Matteo Barbato, poemas y relatos cortos


Noche de niebla

La niebla me observa con sus ojos húmedos;

difuminando mi perfil

mezcla el color de la lluvia

con la sequedad despavorida.

Su rostro transparente me acaricia

como la silueta de un sueño

y sus palabras,

sus sudorosos textos, son lágrimas

que lucen en una noche de alma.

El cielo se pigmenta de ceniza

—la vida oscura se asoma desde el llanto—

y mi voluntad dormida hierve

entre vahos y suspiros.


El jardín del Edén perdido

La primavera, enmudecida,

se encierra en el esqueleto de los árboles,

las ramas pierden el peso de sus hojas.

El cuerpo caído vuelve a ser raíz,

oculta su legado desde el silencio.

La andanza del amor simula estos pasos:

esconde el mensaje cíclico del universo.

Hoy es una hoja caída;

su quietud, la nostalgia, mutará con otra mirada.

El otoño es un paseante solitario,

una ráfaga de suspiros que se adueña de un bosque desierto,

una historia de amor,

el vano sentir de haber sido.


Aunque no esté, duele

Gotas de memoria

en mis mejillas dormidas:

caen,

buscan enloquecidas un sendero

como los alterados segundos

que la nombran muriéndose.

La soledad asoma,

trepa los cristales desde oscuras lejanías:

la noche depara un camino de cangrejos.

Está despierta, yace en el vacío de los días,

en los instantes que separan dos latidos

y, sin embargo, acurrucada a mi espalda.

Arranco trozos de su piel

excavando entre la hiel y el sueño:

sus ojos revelan un dolor primitivo,

sus cicatrices abren y cierran las antecámaras del daño,

el duelo me habla con la boca de siempre.

Su sombra se retuerce como eco sobrevivido:

yazgo desnudo en el invierno

y su recuerdo me persigue.


Beber de una botella azul es tragarse la marea

Cierran los bares

y dios es un recuerdo

que se mide por litros

RAQUEL LANSEROS

El vidrio azul de una botella me contempla.

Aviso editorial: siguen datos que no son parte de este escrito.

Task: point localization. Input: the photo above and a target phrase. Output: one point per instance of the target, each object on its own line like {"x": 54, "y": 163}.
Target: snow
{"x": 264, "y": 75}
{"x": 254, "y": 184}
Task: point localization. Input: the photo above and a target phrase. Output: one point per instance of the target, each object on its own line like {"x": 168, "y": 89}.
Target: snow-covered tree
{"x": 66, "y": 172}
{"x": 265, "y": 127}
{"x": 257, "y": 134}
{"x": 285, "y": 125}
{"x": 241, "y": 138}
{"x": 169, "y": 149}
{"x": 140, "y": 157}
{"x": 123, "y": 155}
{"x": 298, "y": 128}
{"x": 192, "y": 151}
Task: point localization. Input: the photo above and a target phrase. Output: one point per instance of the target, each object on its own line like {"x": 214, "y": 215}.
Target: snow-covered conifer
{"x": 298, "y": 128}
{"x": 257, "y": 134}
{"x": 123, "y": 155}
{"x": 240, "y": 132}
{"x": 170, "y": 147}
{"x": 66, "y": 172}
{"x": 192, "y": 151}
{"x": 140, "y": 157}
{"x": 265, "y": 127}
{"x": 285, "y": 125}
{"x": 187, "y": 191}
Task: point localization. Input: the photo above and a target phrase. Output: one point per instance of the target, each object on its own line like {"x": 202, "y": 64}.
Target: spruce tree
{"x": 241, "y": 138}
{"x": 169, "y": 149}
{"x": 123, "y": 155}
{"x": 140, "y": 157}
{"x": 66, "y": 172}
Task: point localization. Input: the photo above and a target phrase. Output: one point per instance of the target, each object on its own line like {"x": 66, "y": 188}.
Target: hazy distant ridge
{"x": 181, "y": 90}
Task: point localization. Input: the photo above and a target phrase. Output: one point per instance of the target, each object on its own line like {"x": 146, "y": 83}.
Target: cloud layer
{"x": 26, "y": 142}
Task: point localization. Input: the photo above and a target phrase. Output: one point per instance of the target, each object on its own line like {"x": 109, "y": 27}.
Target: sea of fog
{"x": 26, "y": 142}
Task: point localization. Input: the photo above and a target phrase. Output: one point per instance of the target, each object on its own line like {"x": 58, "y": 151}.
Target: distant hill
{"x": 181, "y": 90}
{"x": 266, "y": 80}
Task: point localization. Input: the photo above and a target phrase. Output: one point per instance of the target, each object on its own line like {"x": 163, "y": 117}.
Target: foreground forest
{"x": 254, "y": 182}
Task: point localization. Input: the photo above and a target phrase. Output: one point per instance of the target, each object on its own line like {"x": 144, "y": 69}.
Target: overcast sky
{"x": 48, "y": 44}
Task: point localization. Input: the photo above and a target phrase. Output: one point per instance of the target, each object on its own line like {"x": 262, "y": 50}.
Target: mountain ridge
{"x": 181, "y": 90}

Gota a gota mi noche se vierte en ella.

El cristal vence mi sed,

sus aguas cautivan mis desiertos.

Su templanza me enseña

el equilibrio de un fuego sin llamas;

su resignada condena

me ofrece el castigo y la fuerza

de su enérgica visión.

Brindo a la vida:

la transparencia del cristal me enseña la marea;

oigo una sirena y bebo de sus manos...

Las aguas se liberan en mi garganta

y su embestida milenaria se derrama en mí.

Como río arrasador, abismado en su sabiduría,

canto toda mi verdad al sueño etílico:

la noche se encierra en un bar

y mi vida se vierte en ella.


Remotas cercanías

Sobreviví al parto sin saberlo,

fui un niño hambriento de amor

enfrentado a una mujer

con la sed propia de una niña:

mi derrota fue quedarme sin apetito,

la suya fue romper aguas.

 

Lloró… ¡Su placenta lloró!

Perdió hilos finísimos, alfileres de lluvia,

resonancias que me persiguieron

con sonidos de gotera.

 

Quise olvidar...

el relámpago, la premonición,

la sensación de abandono

que lentamente se abrió paso

como una grieta…

Como una herida.

 

La distancia se acercó a nosotros

con un abrazo que abarcó kilómetros,

y sus caricias vinieron a verme

con el espectro de las nubes.

Tuve ganas de llover

y un sonido (a)temporal

selló nuestro silencio.

 

Tuve otra madre

que se adelantó a su nombre

—me quiso como a un nieto, me trató como a un hijo—.

 

La olvidé, tantas veces como pude,

y con la lejanía esfumó su esencia de madre.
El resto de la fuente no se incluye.